Head shot of Cristobal Guzman. Differential Privacy (DP) has become the de facto standard for protecting users’ sensitive data in data analysis. Within this field, one of the most challenging problems is private synthetic data generation, which allows high-quality synthetic data to be shared publicly while retaining the original data’s statistical properties. However, worst-case query workloads often face steep computational or error-rate bottlenecks.

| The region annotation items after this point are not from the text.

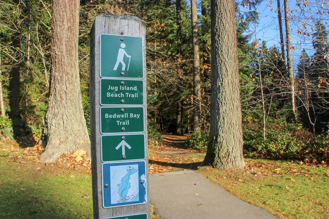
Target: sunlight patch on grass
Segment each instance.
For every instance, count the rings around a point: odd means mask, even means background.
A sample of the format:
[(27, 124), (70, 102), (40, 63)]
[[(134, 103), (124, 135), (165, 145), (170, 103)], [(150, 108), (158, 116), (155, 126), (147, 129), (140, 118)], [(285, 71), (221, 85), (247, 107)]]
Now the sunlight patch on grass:
[(328, 169), (286, 161), (246, 159), (246, 169), (198, 172), (241, 199), (280, 218), (329, 217)]

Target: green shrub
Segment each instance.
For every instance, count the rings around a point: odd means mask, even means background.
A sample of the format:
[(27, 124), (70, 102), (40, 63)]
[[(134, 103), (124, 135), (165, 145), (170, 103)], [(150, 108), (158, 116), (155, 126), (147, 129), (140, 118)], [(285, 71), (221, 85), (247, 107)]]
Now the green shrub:
[(201, 152), (206, 152), (209, 140), (209, 134), (208, 133), (199, 133), (195, 132), (186, 140), (185, 147)]
[(161, 144), (163, 140), (159, 129), (155, 126), (147, 124), (147, 141), (151, 142), (153, 144), (157, 145)]
[(300, 124), (282, 123), (270, 126), (263, 139), (261, 130), (244, 130), (243, 152), (245, 155), (280, 159), (297, 158), (305, 143), (297, 134), (303, 129)]
[(0, 115), (0, 139), (4, 139), (7, 137), (12, 139), (13, 138), (13, 122), (8, 117)]

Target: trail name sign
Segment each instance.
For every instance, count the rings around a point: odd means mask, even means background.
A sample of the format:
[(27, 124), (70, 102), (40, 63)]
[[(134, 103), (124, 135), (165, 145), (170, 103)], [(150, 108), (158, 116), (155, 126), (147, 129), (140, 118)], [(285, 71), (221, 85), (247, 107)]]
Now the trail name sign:
[(147, 219), (144, 23), (101, 14), (90, 41), (94, 218)]

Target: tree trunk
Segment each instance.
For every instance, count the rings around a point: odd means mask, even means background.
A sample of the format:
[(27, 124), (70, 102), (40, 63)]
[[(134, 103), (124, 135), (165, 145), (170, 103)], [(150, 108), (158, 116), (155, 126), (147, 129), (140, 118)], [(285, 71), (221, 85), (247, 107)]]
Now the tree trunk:
[[(201, 0), (201, 14), (202, 15), (202, 25), (203, 26), (202, 30), (203, 30), (203, 33), (202, 33), (204, 36), (206, 35), (209, 30), (206, 28), (208, 26), (208, 20), (205, 17), (206, 17), (208, 14), (208, 10), (207, 9), (207, 2), (208, 0)], [(209, 52), (209, 50), (207, 48), (207, 41), (204, 39), (203, 40), (202, 44), (202, 56), (203, 56), (203, 77), (204, 81), (207, 82), (208, 81), (210, 81), (210, 54)], [(205, 89), (206, 92), (210, 93), (210, 89), (209, 86), (207, 86)]]
[[(182, 6), (181, 0), (176, 1), (176, 25), (177, 29), (176, 31), (176, 37), (177, 39), (177, 54), (178, 57), (180, 57), (182, 54), (182, 23), (181, 21), (181, 17)], [(183, 76), (183, 70), (182, 65), (179, 64), (179, 72), (180, 76)], [(179, 91), (181, 92), (180, 87), (179, 87)], [(177, 122), (176, 124), (176, 132), (181, 135), (183, 134), (183, 100), (177, 103), (177, 110), (176, 111)]]
[(237, 31), (233, 0), (211, 1), (211, 99), (205, 163), (243, 168)]
[[(1, 65), (1, 41), (0, 41), (0, 66)], [(3, 94), (2, 93), (2, 73), (0, 67), (0, 109), (1, 110), (1, 115), (2, 116), (6, 116), (6, 112), (5, 112), (5, 104), (3, 101)]]
[(285, 22), (286, 23), (286, 38), (287, 45), (287, 66), (288, 67), (289, 78), (290, 80), (290, 92), (289, 95), (291, 112), (290, 120), (294, 120), (296, 118), (295, 113), (295, 79), (292, 71), (292, 63), (291, 60), (291, 46), (290, 45), (290, 30), (289, 20), (289, 8), (288, 0), (284, 0)]
[(46, 163), (83, 149), (90, 155), (78, 64), (79, 0), (54, 0), (49, 98), (41, 137)]
[(191, 0), (191, 12), (192, 20), (192, 42), (193, 48), (193, 85), (194, 107), (194, 132), (200, 131), (201, 113), (201, 84), (200, 81), (200, 57), (199, 50), (199, 37), (198, 37), (198, 14), (196, 9), (196, 0)]
[(282, 15), (281, 14), (281, 5), (280, 0), (277, 0), (278, 5), (278, 18), (279, 19), (279, 28), (280, 32), (280, 44), (281, 45), (281, 55), (282, 59), (286, 63), (286, 57), (285, 55), (285, 43), (283, 41), (283, 32), (282, 31)]
[[(14, 0), (13, 3), (16, 5), (19, 4), (20, 0)], [(10, 116), (14, 120), (19, 120), (20, 119), (19, 113), (19, 77), (20, 71), (20, 61), (21, 60), (20, 52), (16, 48), (20, 48), (21, 35), (19, 29), (13, 34), (12, 37), (13, 42), (12, 45), (15, 53), (14, 57), (18, 61), (13, 61), (13, 66), (12, 68), (10, 79), (9, 81), (9, 106), (10, 107)]]

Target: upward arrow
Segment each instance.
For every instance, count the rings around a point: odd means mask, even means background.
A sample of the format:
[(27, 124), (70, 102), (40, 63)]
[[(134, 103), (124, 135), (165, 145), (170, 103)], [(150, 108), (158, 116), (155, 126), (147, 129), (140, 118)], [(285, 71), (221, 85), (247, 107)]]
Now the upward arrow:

On Monday, June 22, 2-3pm, join the Data Science Institute for a seminar with Dr. Cristóbal Guzmán, Associate Professor, Institute for Mathematical and Computational Engineering, Pontificia Universidad Católica de Chile. In this seminar, Dr. Guzmán will present two recent theoretical advancements that address these challenges. The first is Private Relative Error Multiplicative weight update (PREM), a framework designed to produce DP synthetic data with relative error guarantees. While traditional DP mechanisms incur worst-case additive errors that must scale polynomially with the dataset, domain, or query family size, PREM establishes relative error bounds which are poly-logarithmic on the aforementioned quantities.

The second is the computational complexity of generating DP synthetic data by analyzing it through the lens of parameterized complexity. Dr. Guzmán will establish that private synthetic data generation is Fixed-Parameter Tractable (FPT) when parameterized by the treewidth of the query family’s incidence graph. He will outline two distinct algorithmic approaches that achieve optimal error rates across all regimes: a linear programming (LP) approach where the separation problem for the LP dual is rendered FPT via dynamic programming, and a subsampled private multiplicative weights method where sampling from the underlying high-dimensional distribution is shown to be FPT.

The seminar will be held in the Morgridge Hall Seminar Room (7560). Light refreshments will be served.